There are all but zero people in Durango I love more than Ben Mattson. I met Ben a couple years back while writing a story for The Durango Herald about the musical “Rent” he was performing in at the Durango Arts Center. I interviewed him again not long after when he was hired as the theater teacher at Durango High School. Since then, through mutual friends, Ben and I have become wonderful friends, he being one of the kindest, most thoughtful, intelligent, and funniest people I know. With Ben being such a dynamic person and performer in town (and quite experienced, appearing in around 50 shows since he started performing in sixth grade), I find that whenever we hang out, I ask him a ton about “actoring,” those questions about performing, acting, and theater.
I’ve often wanted to showcase Ben somehow in DGO, but what he’s usually up to has to do with the high school, which, in case you haven’t noticed, we stay away from around here because of content that may or may not be suitable for young’ns (despite every single young’n having much racier content on their phones exactly right now). But with the opening of “Rock of Ages,” at the DAC, in which Ben plays the show’s narrator, Lonny Barnett, I thought this would be the perfect time.
We chatted way too long for this space (because Steamworks), so I present Part I this week. Join us next week for Part II:
Do you still get nervous before shows?Yes. Absolutely. However, my relationship with being nervous has changed dramatically. I don’t remember where I first heard it, but I either read or heard someone say that nervousness and excitement are the exact same feeling, just with a different expectations. So, when you’re nervous, you’re worried about something failing; when you’re excited, you’re excited about something going well. So changing that expectation to a positive thing helps me feel more excited than nervous. It’s a mind game. You have to focus on the positive.
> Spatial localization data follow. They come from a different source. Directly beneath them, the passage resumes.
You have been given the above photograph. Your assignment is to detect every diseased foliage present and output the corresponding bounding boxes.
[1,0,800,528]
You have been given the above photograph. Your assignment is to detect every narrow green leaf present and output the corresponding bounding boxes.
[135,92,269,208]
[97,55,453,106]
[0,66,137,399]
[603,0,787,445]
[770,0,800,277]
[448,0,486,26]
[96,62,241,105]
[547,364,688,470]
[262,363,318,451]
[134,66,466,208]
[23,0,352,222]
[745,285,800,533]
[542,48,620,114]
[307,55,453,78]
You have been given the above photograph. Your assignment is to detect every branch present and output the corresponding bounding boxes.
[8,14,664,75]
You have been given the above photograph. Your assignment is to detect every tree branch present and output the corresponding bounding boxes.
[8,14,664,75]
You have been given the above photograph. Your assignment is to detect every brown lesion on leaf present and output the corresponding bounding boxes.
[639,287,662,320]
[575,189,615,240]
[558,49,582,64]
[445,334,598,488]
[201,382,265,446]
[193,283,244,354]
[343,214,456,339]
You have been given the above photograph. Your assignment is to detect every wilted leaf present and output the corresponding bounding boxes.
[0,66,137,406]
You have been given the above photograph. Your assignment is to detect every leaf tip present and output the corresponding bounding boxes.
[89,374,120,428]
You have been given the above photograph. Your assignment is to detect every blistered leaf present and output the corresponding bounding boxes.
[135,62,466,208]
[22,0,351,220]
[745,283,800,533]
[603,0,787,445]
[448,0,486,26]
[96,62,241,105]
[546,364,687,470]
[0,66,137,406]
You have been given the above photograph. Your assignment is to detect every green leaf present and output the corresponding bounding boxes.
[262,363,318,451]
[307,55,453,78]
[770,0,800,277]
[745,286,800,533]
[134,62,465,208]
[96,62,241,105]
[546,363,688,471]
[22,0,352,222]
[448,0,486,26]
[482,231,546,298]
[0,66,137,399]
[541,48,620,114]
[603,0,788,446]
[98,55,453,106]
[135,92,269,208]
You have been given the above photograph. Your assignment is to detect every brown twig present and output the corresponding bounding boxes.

Another thing I learned at some point is that the nerves that you get before a performance, it feels like something that’s in your way, but it’s actually something that’s priming you to be really dynamic. Because your body is getting flooded with stress hormones and blood is pumping to your muscles and all those things are there to make you more alive and dynamic. It’s that flight or fight response that’s filling your body, so that heightened energy that you need on stage, you’re actually getting from that nervousness. It’s your friend. It helps you perform.
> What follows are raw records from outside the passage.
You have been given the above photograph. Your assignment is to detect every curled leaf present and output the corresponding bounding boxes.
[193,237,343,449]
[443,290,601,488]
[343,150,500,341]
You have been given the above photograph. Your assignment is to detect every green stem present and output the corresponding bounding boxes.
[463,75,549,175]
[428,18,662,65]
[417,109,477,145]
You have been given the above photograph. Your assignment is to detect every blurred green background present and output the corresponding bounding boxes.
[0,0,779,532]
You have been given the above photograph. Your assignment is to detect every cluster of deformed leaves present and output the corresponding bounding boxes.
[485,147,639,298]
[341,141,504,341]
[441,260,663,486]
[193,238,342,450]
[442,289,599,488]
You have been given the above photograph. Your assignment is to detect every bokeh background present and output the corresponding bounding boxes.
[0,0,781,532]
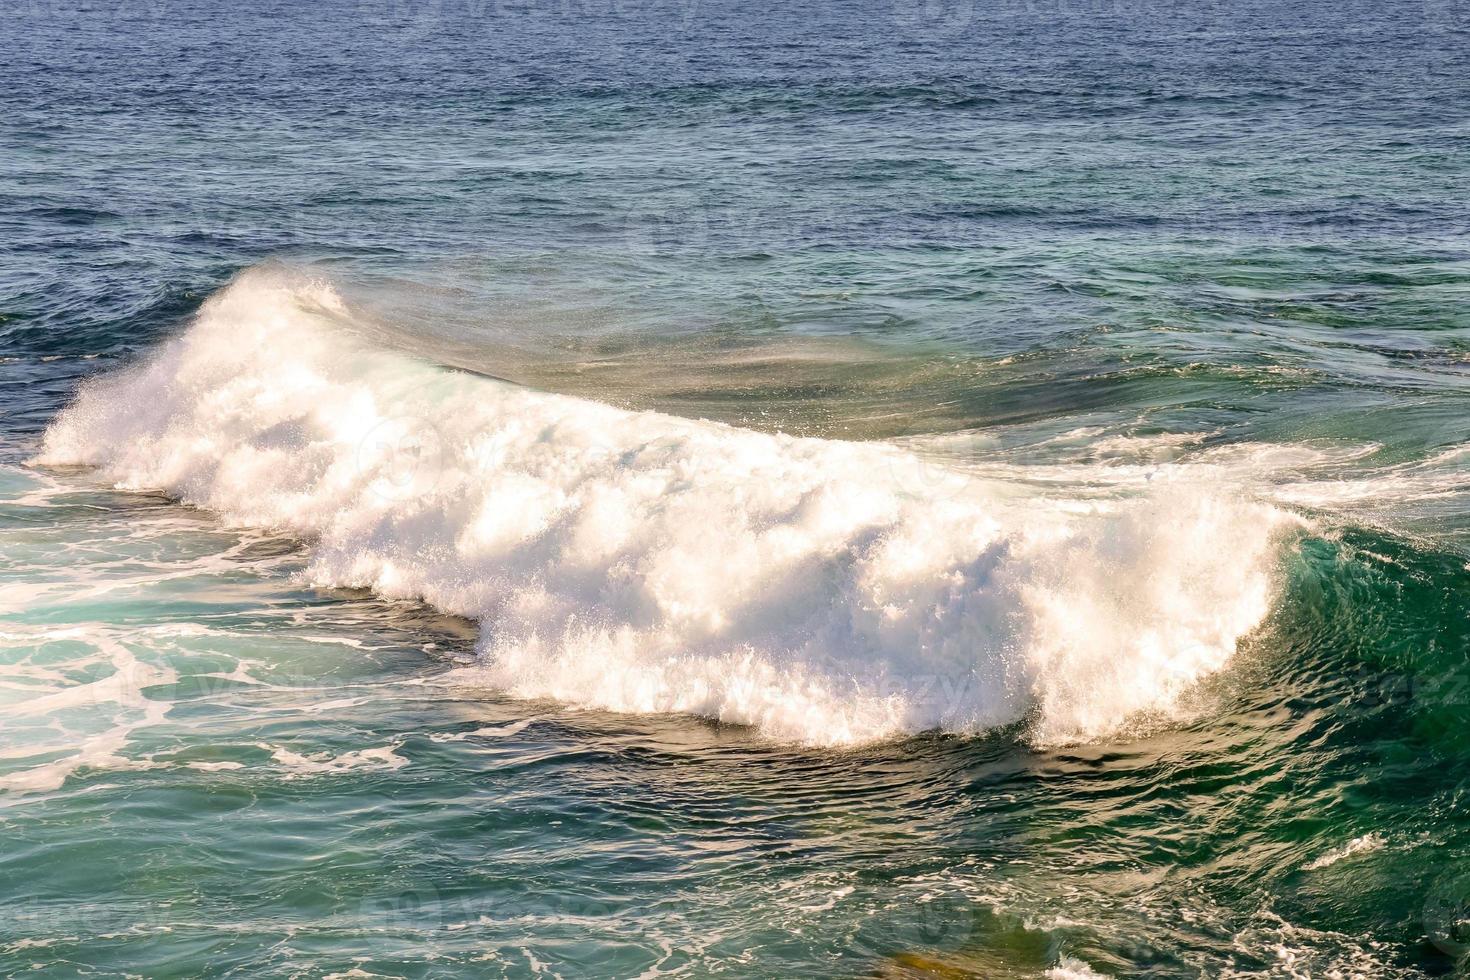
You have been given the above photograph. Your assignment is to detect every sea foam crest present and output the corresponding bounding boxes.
[40,268,1294,745]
What’s your biggest fear when you go on stage?There’s been a couple instances, where, for whatever reason – it goes above and beyond just forgetting a line or you’re forgetting the next moment of what’s coming up – where it feels like everything goes away and it’s in this state of absolute unknown. And that’s really horrifying because that can be a hard thing to get back from. I specifically remember once in “They’re Playing Our Song” there were a couple times I had to play the piano and for whatever reason in this one moment – I’ve been playing piano for a long time so it makes sense to me; it’s organized in my mind – and for whatever reason I looked down and it was a weird collection of black and white keys that made no sense to me. And I don’t know where that knowledge bank went away to for a second. But I had to start playing [laughs]. It always comes back, but in that split second, it’s really terrifying.
How are you most like an actor in real life?On stage, my energy affects my performance and it affects the experience of the audience and I feel the same way teaching. I feel like I set the energetic tone and I create the experience for them. I don’t think of teaching as a performance, but I do feel like the relationship between me as a teacher and them as students is similar to me as a performer and the audience.
I think sometimes it’s easy to blame the students and say, they don’t have attention spans, or they’re goofing off or blah blah blah. But when I can bring it around to something I have control over, I’ll use that to change the energy in the room.
Do you do the same thing when you’re acting if the crowd’s energy is not there?Yeah, it’s really easy to blame a bad crowd. But again, when you can turn it around to something you have control over, you do have the ability to change the energy. A crowd that’s buying in to a performance, it’s really easy to perform for them. Sometimes, crowds just don’t buy in, collectively, as easily. And that can cause actors to put up a wall, too, and that’s the exact opposite of what needs to happen. It’s the performer’s job to break through that wall, change the energy of the space and engage the audience and what’s going on. Same thing with the classroom, to an extent.
What’s the most valuable thing you’ve learned from being a part of theater?It’s such a fundamental (part of) who I am. It’s something that I’ve continually focused on so much of my life that I feel like most of what has made me who I am today has been some sort of byproduct of studying theater.
The cornerstone qualities of a good scene partner I feel are the same that you should have for all people, especially the people close to you. Like integrity for who you are, and the work you bring, or what you bring to the relationship. Trust has been huge … the importance of focus and dedication, the importance of reliability. All of those things that you exercise in studying and performing correlate to skills in life.
You really have to trust (scene partners) enough to be open and vulnerable. I’ve never really thought about it before, but I feel like that’s how I also connect with people in real life, I find that trust with them. And to get them to trust you is to put trust into them and then they’ll trust you back. I do that all the time with scene partners. I make sure I really connect with them when I look at them. When I’m talking to them, I’m really talking to them. There’s no wall or curtain between us. That creates the most dynamic scene work. I think it also creates true relationships in real life as well.